James Eugene Faucette

Analyst · Morgan Stanley.

That's great, Mike. That's really clear. And then just back on initiatives and opportunities. Embedded finance has been a topic for a few years now. It seems like that's still an area of focus for you. How should we think about like what to watch for from a product perspective or other mileposts of development?

Michael Milotich

Analyst · Morgan Stanley.

Yes. Thanks for the question, James. So we're excited about embedded finance, but it's moving a little slower than maybe we initially thought a year ago. And that's just -- these are much larger organizations. Typically, these are very established companies and payments is not their core business. And so what we're finding is it's just we're engaging for longer periods of time before we get to the solution. So we're having some really good conversations. And in the meantime, what we're doing is just making our value proposition much more of a full stack solution because that's what embedded finance customers are looking for. So that's why we're really investing in banking and money movement products and the white label app, so we just have a much more comprehensive sort of out-of-the-box solution that they can utilize because that's what they're looking for. But like a good example of like a large customer win that we recently had was an embedded finance customer. This is a large global brand, and we expect them to launch later this year. And it's really interesting, as we get deep into the delivery process, we always ask them, why did you choose us? What -- just so we know what we need to enhance to better serve others. And they really said it was a combination of 3 things. One is that we have a very simplified process for launching a new consumer-focused program. A consumer card is just much more complicated than commercial. And they just saw a lot of our expertise and experience there as a real value. The technical integrations and the robust solution that we have, given the scale of our business, they just allowed them out of the gate to just have a more complete offering, and they really value that.
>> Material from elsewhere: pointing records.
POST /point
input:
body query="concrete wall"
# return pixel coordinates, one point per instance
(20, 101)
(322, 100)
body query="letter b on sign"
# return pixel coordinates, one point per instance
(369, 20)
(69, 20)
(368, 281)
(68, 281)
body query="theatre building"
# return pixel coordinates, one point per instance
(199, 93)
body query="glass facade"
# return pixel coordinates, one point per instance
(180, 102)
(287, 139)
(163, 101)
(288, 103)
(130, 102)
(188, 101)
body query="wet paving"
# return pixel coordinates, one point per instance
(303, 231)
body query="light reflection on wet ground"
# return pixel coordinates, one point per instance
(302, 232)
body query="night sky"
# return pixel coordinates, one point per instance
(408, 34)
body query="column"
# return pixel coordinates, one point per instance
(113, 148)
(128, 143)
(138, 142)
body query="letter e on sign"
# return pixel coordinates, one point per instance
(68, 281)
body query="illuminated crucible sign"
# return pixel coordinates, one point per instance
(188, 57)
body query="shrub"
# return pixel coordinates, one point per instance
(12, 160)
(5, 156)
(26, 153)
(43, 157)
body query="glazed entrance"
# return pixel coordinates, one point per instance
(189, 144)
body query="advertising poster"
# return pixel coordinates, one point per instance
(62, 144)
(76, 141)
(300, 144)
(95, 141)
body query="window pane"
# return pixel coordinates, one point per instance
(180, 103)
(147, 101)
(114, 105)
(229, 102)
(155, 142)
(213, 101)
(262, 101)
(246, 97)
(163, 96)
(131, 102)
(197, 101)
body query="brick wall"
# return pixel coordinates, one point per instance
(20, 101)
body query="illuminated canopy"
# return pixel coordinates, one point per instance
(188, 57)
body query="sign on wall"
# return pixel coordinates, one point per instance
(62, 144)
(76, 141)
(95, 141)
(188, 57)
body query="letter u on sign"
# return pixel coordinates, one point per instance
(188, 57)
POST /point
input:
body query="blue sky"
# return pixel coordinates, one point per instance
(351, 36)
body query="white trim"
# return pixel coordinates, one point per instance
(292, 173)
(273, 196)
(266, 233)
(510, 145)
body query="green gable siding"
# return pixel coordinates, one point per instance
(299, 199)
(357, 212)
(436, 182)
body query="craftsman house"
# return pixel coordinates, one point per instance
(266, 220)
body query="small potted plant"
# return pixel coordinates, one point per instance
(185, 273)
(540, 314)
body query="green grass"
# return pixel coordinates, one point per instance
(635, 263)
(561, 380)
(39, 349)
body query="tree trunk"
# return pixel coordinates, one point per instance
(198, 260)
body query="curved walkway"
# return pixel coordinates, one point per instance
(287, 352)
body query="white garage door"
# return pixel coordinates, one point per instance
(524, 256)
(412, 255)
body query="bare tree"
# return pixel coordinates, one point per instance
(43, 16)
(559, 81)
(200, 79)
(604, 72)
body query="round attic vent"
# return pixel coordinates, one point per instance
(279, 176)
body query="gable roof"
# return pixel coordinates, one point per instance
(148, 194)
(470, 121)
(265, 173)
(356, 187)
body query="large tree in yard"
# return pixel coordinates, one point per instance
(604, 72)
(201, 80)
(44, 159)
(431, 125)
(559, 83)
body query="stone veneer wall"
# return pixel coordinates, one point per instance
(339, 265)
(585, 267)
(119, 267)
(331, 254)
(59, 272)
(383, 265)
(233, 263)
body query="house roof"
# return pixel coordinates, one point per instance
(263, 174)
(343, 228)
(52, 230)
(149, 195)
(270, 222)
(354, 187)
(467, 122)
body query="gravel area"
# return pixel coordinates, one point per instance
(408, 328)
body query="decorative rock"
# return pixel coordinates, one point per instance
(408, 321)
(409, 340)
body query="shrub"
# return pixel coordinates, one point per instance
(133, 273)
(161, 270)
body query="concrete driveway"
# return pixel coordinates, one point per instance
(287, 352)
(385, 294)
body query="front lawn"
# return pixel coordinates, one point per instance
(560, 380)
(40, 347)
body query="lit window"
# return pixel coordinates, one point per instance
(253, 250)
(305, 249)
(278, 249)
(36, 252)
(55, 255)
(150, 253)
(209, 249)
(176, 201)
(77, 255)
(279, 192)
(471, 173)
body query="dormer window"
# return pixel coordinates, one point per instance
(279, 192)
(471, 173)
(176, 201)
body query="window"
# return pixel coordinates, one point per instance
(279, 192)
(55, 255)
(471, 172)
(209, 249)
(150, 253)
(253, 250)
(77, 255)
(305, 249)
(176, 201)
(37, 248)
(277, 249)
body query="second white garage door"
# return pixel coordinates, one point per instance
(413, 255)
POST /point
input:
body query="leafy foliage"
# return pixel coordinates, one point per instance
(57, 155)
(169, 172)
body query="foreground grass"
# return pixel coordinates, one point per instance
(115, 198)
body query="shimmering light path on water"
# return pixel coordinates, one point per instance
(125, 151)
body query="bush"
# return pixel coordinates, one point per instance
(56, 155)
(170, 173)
And then the third thing was just the service and support. We sort of pride ourselves on being a little bit of a white glove treatment. And that's a differentiating factor when you're solving a lot of problems and it gets complex on a new program like this. And so we feel like we're well positioned to win in this space. It's just the opportunity is maybe unfolding a little slower than we would have thought a year ago before we really got into it.

Operator

Operator

Our last question comes from Cris Kennedy with William Blair.

Cristopher David Kennedy

Analyst

Just a real quick one on open banking and potentially JPMorgan charging the aggregators for access for the data. Any thoughts on that dynamic?

Michael Milotich

Analyst

Yes. So you saw the news. I think that it's not -- in terms of direct impact to us, we think it's minimal. Some of our customers may face some friction, particularly in areas where they want real-time account data. So for account verification, risk decisioning and then certainly underwriting, those are some of the areas where it's common for people to use those capabilities. And so it could become more expensive for them to do so, which they either have to decide then does that sort of, do they change their usage patterns or do they end up tightening up maybe the number of people they'll serve. So it's hard to know the implications. But I would say, for us, right now, based on the use cases we utilize and the maturity of many of our customers in the way they operate that we see it as minimal, but it's certainly something to watch because if the rest of the banks were to follow their lead, then it could change the cost structure for some of these capabilities that people rely on today.

Operator

Operator

We have reached the end of our Q&A session. This concludes today's teleconference. You may disconnect your lines at this time.